= Duke of Westminster's Case =

British criminal case

The Duke of Westminster's case was an often cited case in tax avoidance. The full title and citation was Inland Revenue Commissioners v. Duke of Westminster [1936] A.C. 1; 19 TC 490.

The Duke of Westminster used to employ a gardener and pay him from his post-tax income, which was substantial. To reduce tax, the Duke stopped paying the gardener's wage and instead drew up a covenant, agreeing to pay an equivalent amount at the end of every specified period. Under the tax laws of the time, this allowed the Duke to claim the expense as a deduction, thus reducing his taxable income and his liability towards income tax and surtax.
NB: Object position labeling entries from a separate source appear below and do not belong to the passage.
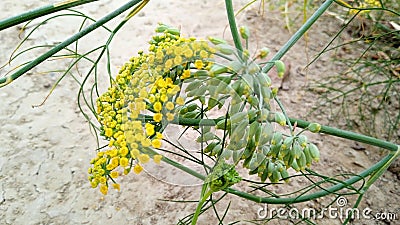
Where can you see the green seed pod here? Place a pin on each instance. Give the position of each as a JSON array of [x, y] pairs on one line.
[[257, 129], [276, 176], [253, 164], [302, 161], [283, 152], [280, 118], [210, 147], [262, 167], [237, 155], [222, 88], [216, 41], [266, 94], [264, 52], [253, 101], [206, 137], [287, 143], [216, 150], [289, 160], [264, 80], [271, 168], [295, 166], [266, 134], [274, 92], [263, 115], [276, 138], [217, 69], [265, 173], [265, 150], [297, 150], [279, 166], [225, 49], [235, 66], [285, 175], [237, 88], [254, 69], [236, 145], [314, 152], [173, 31], [302, 140], [212, 102], [307, 153], [238, 117], [221, 124], [275, 150], [280, 67], [246, 162], [224, 78], [249, 150], [200, 91], [192, 114], [226, 154], [239, 131], [244, 32], [314, 127], [252, 114]]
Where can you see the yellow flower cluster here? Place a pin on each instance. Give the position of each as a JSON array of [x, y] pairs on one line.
[[147, 84]]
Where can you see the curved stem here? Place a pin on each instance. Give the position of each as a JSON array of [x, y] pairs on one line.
[[304, 124], [233, 27], [39, 12], [303, 29], [350, 135], [6, 80]]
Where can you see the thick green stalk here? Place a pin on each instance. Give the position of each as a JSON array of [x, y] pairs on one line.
[[200, 204], [315, 195], [350, 135], [38, 12], [232, 25], [370, 171], [299, 33], [6, 80], [302, 124]]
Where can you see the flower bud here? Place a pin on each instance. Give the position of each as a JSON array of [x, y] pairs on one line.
[[244, 32], [264, 52], [280, 118], [314, 127], [280, 67]]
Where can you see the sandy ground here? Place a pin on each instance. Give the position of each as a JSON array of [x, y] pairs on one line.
[[45, 151]]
The Inland Revenue challenged this arrangement as tantamounting to tax evasion and took the Duke to court. They however lost their case. The judge, Lord Tomlin, famously said:

Every man is entitled, if he can, to order his affairs so that the tax attaching under the appropriate Acts is less than it otherwise would be. If he succeeds in ordering them so as to secure this result, then, however unappreciative the Commissioners of Inland Revenue or his fellow tax-payers may be of his ingenuity, he cannot be compelled to pay an increased tax.

Although this ruling was attractive for others seeking to avoid tax legally by creating complex structures, it has since been weakened by subsequent cases where the courts have looked at the overall effect. An example of the courts' later, more restrictive approach was the Ramsay principle where, if a transaction had pre-arranged artificial steps that served no commercial purpose other than to save tax, the proper approach was to tax the effect of the transaction as a whole.